Best about the book are the illustrative examples. One describes experiment in which the woman carries out an unconscious post-hypnotic suggestion to stuff roses into her shoe at a party. When challenged, she comes out with imaginary conscious justifications and becomes distressed. This makes me think of much behaviour in the real world. Hypnotic amnesia is naturally-occurring.
I also like the “Pavlov’s Dog”-style experiment that proves rats to be more intelligent than humans. Rats were conditioned to associate food with a sound. The food ceased to be given after a while and eventually the rats gave up responding to the sound. The same experiment was done with humans and money but the humans never gave up even long after no money was being given.
In terms of theory, much of the book is a summary of NLP and Ericksonian theory, although Heller’s depiction of eye accessing cues differs from standard NLP teaching.
Simply a Classic
OK, let's start with the flaws:
1. Neuroscientist Michael S. Gazzaniga is mentioned about half a dozen times, and almost every time, even in the Bibliography, his name is spelt "Gazzaneza".
That's it. End of flaws.
Everything else is just terrific and for anyone interested in hypnosis, or NLP, or both, this is one of those rare books You simply Must Have.

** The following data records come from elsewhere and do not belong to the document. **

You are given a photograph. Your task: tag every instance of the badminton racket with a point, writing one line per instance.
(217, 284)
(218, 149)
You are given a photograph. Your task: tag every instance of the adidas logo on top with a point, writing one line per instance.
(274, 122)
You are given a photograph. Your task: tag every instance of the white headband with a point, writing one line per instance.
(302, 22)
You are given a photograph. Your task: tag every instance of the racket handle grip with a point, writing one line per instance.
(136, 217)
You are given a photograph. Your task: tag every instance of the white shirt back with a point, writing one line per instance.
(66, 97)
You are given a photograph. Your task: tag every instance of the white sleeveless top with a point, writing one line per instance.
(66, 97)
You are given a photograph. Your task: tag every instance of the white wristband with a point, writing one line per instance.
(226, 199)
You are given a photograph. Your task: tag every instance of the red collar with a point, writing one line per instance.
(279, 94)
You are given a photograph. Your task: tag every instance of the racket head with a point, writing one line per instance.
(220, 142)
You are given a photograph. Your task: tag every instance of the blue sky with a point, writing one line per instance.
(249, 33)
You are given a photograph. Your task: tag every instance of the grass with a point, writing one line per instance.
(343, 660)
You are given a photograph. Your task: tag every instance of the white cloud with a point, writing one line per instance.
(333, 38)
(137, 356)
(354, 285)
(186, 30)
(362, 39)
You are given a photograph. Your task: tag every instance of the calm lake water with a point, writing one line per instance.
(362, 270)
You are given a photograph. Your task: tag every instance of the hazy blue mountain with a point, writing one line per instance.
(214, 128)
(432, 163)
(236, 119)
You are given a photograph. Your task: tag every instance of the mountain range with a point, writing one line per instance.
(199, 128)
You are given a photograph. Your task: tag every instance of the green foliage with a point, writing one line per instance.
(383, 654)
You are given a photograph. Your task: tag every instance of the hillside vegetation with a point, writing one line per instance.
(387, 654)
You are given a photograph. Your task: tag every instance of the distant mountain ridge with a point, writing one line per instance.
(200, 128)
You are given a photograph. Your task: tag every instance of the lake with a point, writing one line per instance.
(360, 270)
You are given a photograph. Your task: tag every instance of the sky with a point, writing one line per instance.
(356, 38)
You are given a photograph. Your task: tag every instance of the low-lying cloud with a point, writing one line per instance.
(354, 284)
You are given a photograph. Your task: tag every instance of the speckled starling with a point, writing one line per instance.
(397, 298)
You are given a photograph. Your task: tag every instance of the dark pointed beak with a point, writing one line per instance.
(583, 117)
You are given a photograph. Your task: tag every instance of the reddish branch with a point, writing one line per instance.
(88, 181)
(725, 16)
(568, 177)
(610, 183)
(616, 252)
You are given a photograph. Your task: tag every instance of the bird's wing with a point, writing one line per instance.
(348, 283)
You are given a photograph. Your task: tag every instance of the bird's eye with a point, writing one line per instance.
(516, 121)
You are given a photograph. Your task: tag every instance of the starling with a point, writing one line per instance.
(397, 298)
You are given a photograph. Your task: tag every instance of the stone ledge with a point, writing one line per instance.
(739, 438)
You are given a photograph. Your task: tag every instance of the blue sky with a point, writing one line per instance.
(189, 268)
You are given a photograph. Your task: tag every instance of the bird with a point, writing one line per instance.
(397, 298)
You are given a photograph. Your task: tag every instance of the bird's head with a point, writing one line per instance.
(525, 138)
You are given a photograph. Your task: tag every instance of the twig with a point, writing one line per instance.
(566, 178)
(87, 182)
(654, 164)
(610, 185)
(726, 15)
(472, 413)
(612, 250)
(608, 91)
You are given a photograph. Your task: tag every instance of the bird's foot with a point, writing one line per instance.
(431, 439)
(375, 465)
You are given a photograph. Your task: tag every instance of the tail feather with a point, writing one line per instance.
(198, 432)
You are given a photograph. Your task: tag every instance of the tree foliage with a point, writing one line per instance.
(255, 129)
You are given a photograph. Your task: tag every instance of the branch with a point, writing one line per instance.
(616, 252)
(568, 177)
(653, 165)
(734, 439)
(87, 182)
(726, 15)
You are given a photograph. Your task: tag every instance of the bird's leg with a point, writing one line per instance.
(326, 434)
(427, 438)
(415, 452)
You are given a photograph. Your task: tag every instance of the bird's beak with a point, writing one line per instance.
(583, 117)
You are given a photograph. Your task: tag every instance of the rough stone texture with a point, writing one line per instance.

At the time of writing Amazon were pairing this book with "Training Trances" - which is a pretty powerful combination. But the books aren't just two stabs at the same material, they are significantly different views of much of the stuff that NLP is based on, and in particular the work of Milton Erickson.
The difference between the two books, and I say this with respect to all the authors, is that where "Training Trances" tells you what to DO, "Monsters and Magical Sticks" shows you how to LIVE "it".
(And in case you were thinking that "it" is Ericksonian-style hypnosis, as the book's subtitle says: "There's No Such Thing As Hypnosis?")
Just like "Training Trances", and despite its apparent simplicity this is a book that can be read over and over again. And each time you read it you'll find something that you didn't get before.
If this book is anything to go by, Dr Steven Heller seems to have been very much in the same mould as Milton Erickson, gentle, tolerant, humorous, caring, etc., etc.
At the end of the Epilogue, Nicholas Tharcher has included a brief obituary that includes these words:
"Though his work and his legacy endures, his presence, his sense of humor, and his enormous energy are gone. As one of his many friends I miss him."
By the time you finish reading this book, the only book by Heller now in print, I wouldn't be at all surprised if you feel much the same way.
A great book. Do yourself a BIG FAVOUR and get it.
Excellent introduction
Fantastic introduction to NLP/hypnosis - written in a simple, practical style with a good overview for people with no experience to the field, and enough meat to be worth reading for people who already know a bit about it. This and Bandler's Frogs into Princes are my top two introductory books to the subject.